Everything has become global nowadays. Consumers who are concerned with where the vehicle is made should think about when the cars are being assembled. In the U.S. parts are imported from Japan, Mexico and Thailand, so can the vehicles be called ‘American’ when they are assembled with parts from all over the world?
Cars.com have recently compiled a 2013 American-made Index. It is an analysis that puts the above question to rest. They looked at three factors to establish the ten ‘most American’ vehicles. These include:
– The origin of a car’s parts (if the vehicles were made in the U.S. or outside the U.S.)

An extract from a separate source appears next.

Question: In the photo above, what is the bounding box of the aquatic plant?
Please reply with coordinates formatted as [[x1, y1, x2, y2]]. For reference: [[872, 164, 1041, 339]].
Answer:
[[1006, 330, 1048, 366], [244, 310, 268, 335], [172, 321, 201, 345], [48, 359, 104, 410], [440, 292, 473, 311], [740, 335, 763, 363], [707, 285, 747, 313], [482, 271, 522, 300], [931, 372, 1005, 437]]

– The vehicle’s point of final assembly (if the vehicle rolled off the assembly line in the U.S. or not)
– Statistics related to sales (ultimately the car’s popularity with American consumers)
The first spot goes to Ford F-150 yet again on the American-made Index. Patrick Olsen, the site’s editor-in-chief states that due to strong sales and 75 percent of the parts being domestic made the vehicle reach the top position of the index in 2013. Ford F-150 also held top position between the years 2006 to 2008.
In second place, we find the Toyota Camry, which held top position from the years 2009 to 2012. Olsen states that this vehicle is still a very strong performer, and was ranked second only due to the strong sales of the F-150, which was encouraged due to the recovering U.S. economy and the country’s construction boom.
The list of the top ten ‘American-made’ cars is a mix of U.S. companies and foreign automakers, half and half to be exact. In terms of numbers however, Toyota takes top honors by taking four out of the ten spots available. The list is found below:
- Ford F-150
- Toyota Camry
- Dodge Avenger
- Honda Odyssey
- Toyota Sienna
- Chevrolet Traverse
- Toyota Tundra
- GMC Acadia
- Buick Enclave
- Toyota Avalon
All these vehicles are built in the U.S. The only distinguishing characteristic lies in the number of American-made parts they use in order to assemble the vehicle and their popularity with American shoppers.